Toyota kembali menarik perhatian lewat Land Hopper Concept, kendaraan listrik roda tiga yang ditujukan untuk mobilitas jarak pendek di perkotaan. Bentuknya mungil, tetapi konsep ini tetap membawa semangat petualangan dan kepraktisan yang selama ini melekat pada nama besar Toyota.
Yang membuat Land Hopper menonjol bukan sekadar tampilannya yang berbeda dari kendaraan roda dua biasa. Toyota merancangnya sebagai pelengkap mobilitas, bukan pengganti mobil, sehingga pengguna bisa memanfaatkan kendaraan ini untuk menjelajah area padat, berwisata, atau bergerak singkat setelah sampai di lokasi tujuan.
Desain ringkas dengan karakter unik
Secara visual, Land Hopper menggabungkan elemen skuter listrik dan kendaraan roda tiga futuristis.

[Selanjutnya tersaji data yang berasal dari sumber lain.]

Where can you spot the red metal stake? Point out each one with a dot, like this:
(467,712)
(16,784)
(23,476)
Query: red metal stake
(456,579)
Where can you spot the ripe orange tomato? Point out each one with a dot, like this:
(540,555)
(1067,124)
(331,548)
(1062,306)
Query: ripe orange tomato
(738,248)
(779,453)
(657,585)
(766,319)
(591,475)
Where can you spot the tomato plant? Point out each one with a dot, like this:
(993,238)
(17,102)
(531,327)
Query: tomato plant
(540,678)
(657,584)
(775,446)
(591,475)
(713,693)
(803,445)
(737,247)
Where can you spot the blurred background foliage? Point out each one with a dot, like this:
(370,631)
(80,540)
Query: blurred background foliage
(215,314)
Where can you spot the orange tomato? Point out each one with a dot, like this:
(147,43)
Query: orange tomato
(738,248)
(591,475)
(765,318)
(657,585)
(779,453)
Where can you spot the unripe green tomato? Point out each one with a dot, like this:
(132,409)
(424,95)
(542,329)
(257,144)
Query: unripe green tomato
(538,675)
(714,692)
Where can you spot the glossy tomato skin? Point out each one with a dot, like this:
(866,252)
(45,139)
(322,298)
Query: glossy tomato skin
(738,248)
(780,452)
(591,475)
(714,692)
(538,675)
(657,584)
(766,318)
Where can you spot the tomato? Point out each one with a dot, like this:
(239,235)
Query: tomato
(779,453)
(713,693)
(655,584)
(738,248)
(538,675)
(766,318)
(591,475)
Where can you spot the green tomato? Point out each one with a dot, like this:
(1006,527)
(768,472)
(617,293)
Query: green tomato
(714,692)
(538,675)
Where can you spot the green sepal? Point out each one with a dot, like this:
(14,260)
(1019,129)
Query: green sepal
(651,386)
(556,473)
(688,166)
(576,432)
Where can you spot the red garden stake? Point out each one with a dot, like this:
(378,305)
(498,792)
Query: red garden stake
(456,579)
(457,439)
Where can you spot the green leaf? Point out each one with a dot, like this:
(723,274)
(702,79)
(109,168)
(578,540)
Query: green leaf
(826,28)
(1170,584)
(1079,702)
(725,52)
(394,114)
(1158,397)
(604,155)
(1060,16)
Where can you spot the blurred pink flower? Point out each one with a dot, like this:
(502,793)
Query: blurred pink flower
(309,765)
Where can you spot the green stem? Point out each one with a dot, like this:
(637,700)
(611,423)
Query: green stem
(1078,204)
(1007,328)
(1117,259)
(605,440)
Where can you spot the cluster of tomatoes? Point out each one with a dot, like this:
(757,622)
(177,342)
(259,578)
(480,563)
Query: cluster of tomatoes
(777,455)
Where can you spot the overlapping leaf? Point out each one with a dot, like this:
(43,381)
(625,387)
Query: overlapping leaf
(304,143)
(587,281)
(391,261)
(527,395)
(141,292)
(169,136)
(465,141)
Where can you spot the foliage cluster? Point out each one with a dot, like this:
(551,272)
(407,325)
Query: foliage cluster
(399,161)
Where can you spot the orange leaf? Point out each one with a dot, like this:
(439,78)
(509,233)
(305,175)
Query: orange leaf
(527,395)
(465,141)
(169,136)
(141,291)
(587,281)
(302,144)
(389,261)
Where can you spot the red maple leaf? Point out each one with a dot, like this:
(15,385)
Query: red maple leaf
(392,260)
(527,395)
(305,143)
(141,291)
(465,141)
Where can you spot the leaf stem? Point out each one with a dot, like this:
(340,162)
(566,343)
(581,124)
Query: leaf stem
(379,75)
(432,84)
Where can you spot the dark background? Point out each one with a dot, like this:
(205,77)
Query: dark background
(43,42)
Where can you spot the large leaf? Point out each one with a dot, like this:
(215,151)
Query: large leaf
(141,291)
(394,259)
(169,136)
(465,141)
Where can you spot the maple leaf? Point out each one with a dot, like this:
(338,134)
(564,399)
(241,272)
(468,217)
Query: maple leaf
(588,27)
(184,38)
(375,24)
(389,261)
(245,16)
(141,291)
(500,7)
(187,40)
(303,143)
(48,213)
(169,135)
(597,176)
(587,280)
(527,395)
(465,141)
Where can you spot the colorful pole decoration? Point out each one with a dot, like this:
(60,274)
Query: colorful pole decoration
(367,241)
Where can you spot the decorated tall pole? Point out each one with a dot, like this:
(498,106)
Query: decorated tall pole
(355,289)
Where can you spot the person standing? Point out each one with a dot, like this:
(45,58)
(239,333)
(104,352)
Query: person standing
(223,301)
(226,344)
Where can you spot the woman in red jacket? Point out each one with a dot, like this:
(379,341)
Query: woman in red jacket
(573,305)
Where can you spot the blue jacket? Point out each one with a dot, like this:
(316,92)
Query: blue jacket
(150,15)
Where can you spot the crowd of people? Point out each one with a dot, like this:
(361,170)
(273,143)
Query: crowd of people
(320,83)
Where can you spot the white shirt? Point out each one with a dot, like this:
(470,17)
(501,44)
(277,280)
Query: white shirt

Konsep ini memakai dua roda depan dengan mekanisme kemiringan khusus yang membuat bagian depan lebih fleksibel saat melewati permukaan yang tidak rata.
Melansir Visordown, sistem tersebut diklaim memberi kestabilan lebih baik dibanding kendaraan roda dua biasa. Toyota juga menyebut pengalaman berkendaranya terasa intuitif dan mengasyikkan, dengan karakter yang tidak serupa mobil maupun sepeda.
Selain itu, Toyota menempatkan Land Hopper sebagai kendaraan yang lebih ramah untuk pengguna yang belum terbiasa mengendarai roda dua. Pendekatan ini memperluas potensi pengguna di tengah kebutuhan transportasi ringan yang semakin beragam.
Bukan untuk menggantikan mobil
Toyota tidak memosisikan Land Hopper sebagai alternatif penuh bagi mobil keluarga. Justru, kendaraan ini diposisikan sebagai alat mobilitas tambahan yang bisa dilipat dan disimpan di bagasi mobil.
Fungsi itu membuat Land Hopper cocok untuk perjalanan pendek saat sudah tiba di lokasi tujuan. Konsep ini juga selaras dengan kebutuhan wisata dan eksplorasi area yang ramai kendaraan, di mana kendaraan kecil sering lebih praktis daripada mobil.
Keterkaitan dengan gaya hidup petualangan juga terlihat jelas. Toyota menilai konsep ini sejalan dengan kebiasaan pengguna Land Cruiser yang kerap membawa sepeda, skuter, atau perlengkapan kemah untuk mendukung aktivitas touring dan overlanding.
Potensi untuk pengguna yang lebih luas
Toyota juga melihat Land Hopper sebagai solusi bagi pengguna lanjut usia. Selain itu, konsep ini dinilai relevan untuk mereka yang tidak lagi menggunakan SIM kendaraan penuh.
Berdasarkan revisi Undang-Undang Lalu Lintas Jalan di Jepang, kendaraan ini disebut berpeluang masuk kategori sepeda motor kecil. Artinya, pengendara berusia 16 tahun ke atas dapat menggunakannya tanpa memerlukan SIM konvensional.
Konteks itu membuat Land Hopper tidak hanya menarik sebagai desain konsep, tetapi juga sebagai gagasan mobilitas yang lebih inklusif. Dalam skenario tertentu, kendaraan semacam ini bisa menjawab kebutuhan transportasi yang selama ini sulit dipenuhi oleh mobil maupun motor biasa.
Dimensi yang sangat kompak
Land Hopper dibuat dengan ukuran yang benar-benar ringkas. Panjangnya 1.355 mm, lebarnya 600 mm, dan tingginya 930 mm, sehingga ukurannya lebih kecil dibanding sebagian besar sepeda motor.
Posisi jok yang rendah dan bodi kompak juga dirancang untuk memudahkan manuver. Kombinasi ini mendukung penggunaan harian, terutama di lingkungan perkotaan yang padat dan menuntut kelincahan tinggi.
Meski demikian, belum ada kepastian soal produksi massalnya. Sampai saat ini, Land Hopper tetap menjadi penanda arah baru Toyota dalam mengembangkan transportasi listrik ringan untuk kebutuhan mobilitas modern.